Suppose $X$ is a smooth, compact, connected $n$-manifold without boundary which admits an immersion to $S^n$. Show that if $n>1$, then this immersion is a diffeomorphism.
Thanks for the very inspiring mentors, here I got some thoughts
$df_x$ is bijective. Because the tangent planes of the domain has the same dimension as domain; the tangent space of the codomain has the same dimension as codomain. But dim$X = n$, dim$S^n = n$, so $df_x$ maps from dim$n$ to dim$n$. Given immersion, $df_x$ is injective therefore bijective.
On the other hand, $f$ being an immersion told at that $df_x$ is nonsigular, hence a local diffeomorphism. I got stuck extending local diffeomorphism to global diffeomorphism. Is there a general strategy to achieve this(when this is true)?
Thank you.
Best Answer
Once you know that $f$ is a local diffeomorphism, to conclude that it's a global diffeomorphism you just need to show that it's bijective. Surjectivity is pretty easy: Because $X$ is compact, $f(X)$ is also compact, and because $S^n$ is Hausdorff, $f(X)$ is closed in $S^n$. On the other hand, the fact that $f$ is a local diffeomorphism implies that it's an open map, and thus $f(X)$ is open. Since $S^n$ is connected, $f(X)$ is all of $S^n$.

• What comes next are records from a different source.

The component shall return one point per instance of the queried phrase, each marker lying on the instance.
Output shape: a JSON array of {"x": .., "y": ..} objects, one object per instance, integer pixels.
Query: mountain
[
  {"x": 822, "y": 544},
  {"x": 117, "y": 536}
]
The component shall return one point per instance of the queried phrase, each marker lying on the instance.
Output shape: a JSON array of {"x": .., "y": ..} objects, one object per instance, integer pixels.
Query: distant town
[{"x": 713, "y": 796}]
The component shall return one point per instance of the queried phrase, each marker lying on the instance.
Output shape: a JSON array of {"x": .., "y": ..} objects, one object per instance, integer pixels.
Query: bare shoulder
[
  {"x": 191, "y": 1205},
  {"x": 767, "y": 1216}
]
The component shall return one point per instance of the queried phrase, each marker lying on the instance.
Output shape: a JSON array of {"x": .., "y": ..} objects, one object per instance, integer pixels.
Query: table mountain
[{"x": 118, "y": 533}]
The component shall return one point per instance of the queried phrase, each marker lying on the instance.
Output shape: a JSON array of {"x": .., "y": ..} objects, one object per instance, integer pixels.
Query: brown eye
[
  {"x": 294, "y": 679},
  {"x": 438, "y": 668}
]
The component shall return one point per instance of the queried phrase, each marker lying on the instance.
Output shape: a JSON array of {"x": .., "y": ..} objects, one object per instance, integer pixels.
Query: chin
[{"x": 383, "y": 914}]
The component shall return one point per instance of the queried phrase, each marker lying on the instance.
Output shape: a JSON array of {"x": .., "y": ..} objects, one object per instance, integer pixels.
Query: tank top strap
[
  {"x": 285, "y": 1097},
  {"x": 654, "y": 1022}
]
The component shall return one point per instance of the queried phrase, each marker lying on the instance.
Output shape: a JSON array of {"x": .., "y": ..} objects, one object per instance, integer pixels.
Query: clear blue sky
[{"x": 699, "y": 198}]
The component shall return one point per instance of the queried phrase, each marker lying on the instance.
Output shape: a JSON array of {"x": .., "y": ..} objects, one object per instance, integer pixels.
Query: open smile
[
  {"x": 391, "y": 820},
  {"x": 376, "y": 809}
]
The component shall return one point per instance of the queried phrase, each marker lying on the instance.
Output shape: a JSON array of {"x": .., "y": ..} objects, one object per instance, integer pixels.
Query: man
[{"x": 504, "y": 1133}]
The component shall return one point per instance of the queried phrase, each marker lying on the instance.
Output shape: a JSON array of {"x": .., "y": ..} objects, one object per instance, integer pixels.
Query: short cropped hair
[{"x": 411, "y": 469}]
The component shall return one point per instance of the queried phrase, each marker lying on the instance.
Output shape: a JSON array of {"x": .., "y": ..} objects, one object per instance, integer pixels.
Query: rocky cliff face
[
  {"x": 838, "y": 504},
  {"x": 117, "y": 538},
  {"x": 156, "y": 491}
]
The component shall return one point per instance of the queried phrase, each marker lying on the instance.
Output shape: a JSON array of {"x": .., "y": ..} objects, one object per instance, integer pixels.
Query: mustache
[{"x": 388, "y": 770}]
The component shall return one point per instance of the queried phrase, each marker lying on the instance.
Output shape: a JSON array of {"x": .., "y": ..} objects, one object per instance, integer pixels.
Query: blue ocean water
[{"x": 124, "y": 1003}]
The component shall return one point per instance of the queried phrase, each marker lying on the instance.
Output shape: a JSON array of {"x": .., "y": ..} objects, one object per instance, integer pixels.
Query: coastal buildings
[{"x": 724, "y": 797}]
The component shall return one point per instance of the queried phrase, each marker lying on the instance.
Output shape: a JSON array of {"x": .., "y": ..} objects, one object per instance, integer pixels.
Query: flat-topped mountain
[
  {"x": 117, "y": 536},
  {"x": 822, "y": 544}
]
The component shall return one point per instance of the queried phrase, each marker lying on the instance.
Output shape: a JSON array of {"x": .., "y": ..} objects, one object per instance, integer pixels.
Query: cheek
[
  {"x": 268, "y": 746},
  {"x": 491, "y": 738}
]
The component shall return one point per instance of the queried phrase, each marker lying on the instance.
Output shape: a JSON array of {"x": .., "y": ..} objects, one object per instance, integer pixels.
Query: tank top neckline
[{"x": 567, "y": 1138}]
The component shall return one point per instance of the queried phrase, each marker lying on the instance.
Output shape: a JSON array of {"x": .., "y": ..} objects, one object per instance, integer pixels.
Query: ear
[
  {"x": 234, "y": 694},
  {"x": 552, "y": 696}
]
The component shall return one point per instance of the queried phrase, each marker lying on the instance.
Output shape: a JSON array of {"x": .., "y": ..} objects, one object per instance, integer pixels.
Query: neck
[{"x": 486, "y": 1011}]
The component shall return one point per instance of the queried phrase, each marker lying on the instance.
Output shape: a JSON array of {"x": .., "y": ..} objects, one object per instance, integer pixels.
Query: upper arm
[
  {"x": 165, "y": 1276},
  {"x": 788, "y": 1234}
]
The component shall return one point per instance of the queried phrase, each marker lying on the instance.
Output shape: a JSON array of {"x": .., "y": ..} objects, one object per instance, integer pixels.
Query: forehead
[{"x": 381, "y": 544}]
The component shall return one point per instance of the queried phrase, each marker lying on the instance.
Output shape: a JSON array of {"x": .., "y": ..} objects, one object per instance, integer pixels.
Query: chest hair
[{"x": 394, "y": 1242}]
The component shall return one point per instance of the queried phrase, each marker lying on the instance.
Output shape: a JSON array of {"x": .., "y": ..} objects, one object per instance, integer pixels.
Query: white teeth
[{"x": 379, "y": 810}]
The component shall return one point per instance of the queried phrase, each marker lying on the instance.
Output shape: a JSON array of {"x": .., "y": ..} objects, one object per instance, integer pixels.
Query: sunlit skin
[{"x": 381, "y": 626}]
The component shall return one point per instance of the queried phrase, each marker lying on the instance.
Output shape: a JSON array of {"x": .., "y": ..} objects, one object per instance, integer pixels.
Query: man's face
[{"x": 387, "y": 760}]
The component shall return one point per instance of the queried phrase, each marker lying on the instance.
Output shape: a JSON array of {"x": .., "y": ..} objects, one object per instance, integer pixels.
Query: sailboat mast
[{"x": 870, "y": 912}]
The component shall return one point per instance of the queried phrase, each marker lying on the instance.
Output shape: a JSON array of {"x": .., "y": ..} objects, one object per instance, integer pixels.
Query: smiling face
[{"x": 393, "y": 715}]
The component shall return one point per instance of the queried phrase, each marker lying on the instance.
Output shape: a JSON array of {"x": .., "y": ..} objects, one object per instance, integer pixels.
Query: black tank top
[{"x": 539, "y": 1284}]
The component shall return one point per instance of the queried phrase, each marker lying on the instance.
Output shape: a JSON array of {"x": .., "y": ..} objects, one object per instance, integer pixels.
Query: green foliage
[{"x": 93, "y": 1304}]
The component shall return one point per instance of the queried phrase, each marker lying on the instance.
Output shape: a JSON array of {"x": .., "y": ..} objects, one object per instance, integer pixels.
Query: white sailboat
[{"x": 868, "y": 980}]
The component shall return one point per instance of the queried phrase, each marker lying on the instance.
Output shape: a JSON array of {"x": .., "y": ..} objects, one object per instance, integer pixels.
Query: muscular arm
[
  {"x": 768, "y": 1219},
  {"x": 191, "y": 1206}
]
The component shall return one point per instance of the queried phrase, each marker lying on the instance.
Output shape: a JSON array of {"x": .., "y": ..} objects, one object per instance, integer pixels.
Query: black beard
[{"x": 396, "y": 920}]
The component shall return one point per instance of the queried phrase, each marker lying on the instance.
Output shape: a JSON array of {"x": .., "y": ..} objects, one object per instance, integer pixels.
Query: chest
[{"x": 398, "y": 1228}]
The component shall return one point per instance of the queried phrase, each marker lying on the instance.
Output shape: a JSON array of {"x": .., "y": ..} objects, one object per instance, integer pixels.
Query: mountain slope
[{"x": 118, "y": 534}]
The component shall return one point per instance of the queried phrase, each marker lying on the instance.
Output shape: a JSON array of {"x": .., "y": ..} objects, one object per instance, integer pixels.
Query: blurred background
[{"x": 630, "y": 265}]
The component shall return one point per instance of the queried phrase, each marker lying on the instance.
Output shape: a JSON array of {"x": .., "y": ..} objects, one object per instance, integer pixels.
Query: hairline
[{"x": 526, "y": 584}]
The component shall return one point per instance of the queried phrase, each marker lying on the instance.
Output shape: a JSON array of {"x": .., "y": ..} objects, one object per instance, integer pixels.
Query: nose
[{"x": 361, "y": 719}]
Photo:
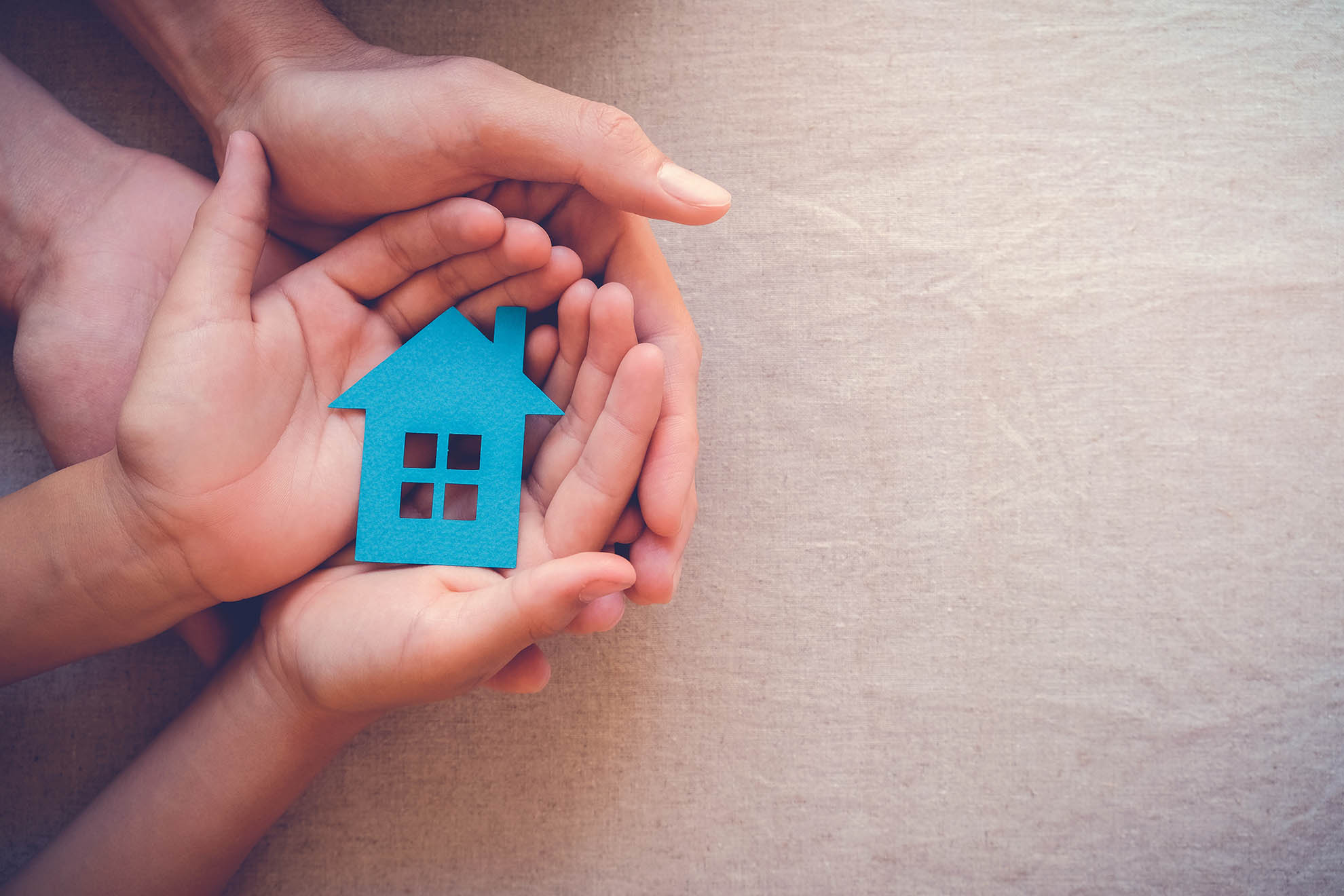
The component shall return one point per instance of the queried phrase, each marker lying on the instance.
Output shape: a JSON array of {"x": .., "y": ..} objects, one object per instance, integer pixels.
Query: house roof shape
[{"x": 452, "y": 367}]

Injectivity is quite a bit harder. The only proof I know uses the theory of covering spaces. Because $f$ is a proper local homeomorphism, it's a covering map (which is another way to prove surjectivity), and because $S^n$ is simply connected, it follows that $f$ is injective.
One place to read about covering spaces is in my book Introduction to Topological Manifolds.